Once the scan is complete, you can continue to the next section, where we'll review the results.
Reviewing scan results
Once the scan is complete, click on it and you will be taken to the scan results section. You can generate an HTML report of the scan results by clicking the Report button in the upper right corner. A dialog will open; there, choose HTML and continue. Then, the report will be downloaded to your downloads folder.
Nessus will show you all the results and information gleaned from the scan here. There are five categories of results found:
- Critical - Critical or easily exploitable vulnerabilities.
- High - Vulnerabilities that skilled hackers can exploit.
- Medium: These vulnerabilities are usually not easily exploited and can be fixed with effort.

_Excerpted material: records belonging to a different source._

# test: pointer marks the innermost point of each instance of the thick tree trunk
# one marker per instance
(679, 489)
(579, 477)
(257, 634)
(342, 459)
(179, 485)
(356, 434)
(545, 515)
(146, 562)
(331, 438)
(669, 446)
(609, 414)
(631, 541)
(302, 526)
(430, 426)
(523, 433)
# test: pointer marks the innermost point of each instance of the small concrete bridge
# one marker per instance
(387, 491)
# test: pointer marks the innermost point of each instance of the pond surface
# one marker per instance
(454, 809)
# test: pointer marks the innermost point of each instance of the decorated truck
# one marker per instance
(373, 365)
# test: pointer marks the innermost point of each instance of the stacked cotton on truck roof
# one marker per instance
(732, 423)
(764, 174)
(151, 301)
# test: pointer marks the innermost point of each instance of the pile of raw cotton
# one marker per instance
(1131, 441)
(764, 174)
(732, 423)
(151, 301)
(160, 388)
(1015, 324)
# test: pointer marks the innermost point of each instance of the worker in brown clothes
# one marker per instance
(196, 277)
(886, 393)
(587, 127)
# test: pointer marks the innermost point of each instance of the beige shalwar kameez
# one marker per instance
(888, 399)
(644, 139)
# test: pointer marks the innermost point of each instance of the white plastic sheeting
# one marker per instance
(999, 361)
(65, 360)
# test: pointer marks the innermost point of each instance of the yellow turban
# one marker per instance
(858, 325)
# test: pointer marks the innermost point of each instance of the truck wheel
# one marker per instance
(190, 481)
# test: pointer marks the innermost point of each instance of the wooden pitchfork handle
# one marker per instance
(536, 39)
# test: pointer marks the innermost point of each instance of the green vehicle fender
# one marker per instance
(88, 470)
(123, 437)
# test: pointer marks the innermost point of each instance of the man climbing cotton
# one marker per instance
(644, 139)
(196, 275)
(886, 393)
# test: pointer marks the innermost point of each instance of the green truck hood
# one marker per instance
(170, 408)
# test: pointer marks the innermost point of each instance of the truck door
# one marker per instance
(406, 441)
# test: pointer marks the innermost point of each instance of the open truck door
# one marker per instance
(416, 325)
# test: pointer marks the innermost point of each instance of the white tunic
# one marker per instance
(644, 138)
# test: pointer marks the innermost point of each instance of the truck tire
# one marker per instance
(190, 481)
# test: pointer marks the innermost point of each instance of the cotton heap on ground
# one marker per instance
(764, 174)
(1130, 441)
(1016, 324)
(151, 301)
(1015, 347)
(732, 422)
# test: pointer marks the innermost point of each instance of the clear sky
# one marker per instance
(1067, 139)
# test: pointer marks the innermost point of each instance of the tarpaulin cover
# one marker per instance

- Low - These vulnerabilities include standard patches that are not updated, etc. A high level of expertise is required to exploit such vulnerabilities.
- About - This section provides basic information about your machine, such as hardware and operating system details.
Conclusion
This article provided a step-by-step guide for installing Nessus on Ubuntu 22.04 and used the same guide to scan another Ubuntu 22.04 target computer. We have also explained the results provided by a Basic Network Scan
and exported the same as an HTML report.
Anyone who wants to expand their knowledge of Nessus can always refer to the Nessus Documentation. Also, to best understand Nessus tools, you need to have a fair understanding of computer networking. This could be the next step for anyone looking to enter the world of cybersecurity.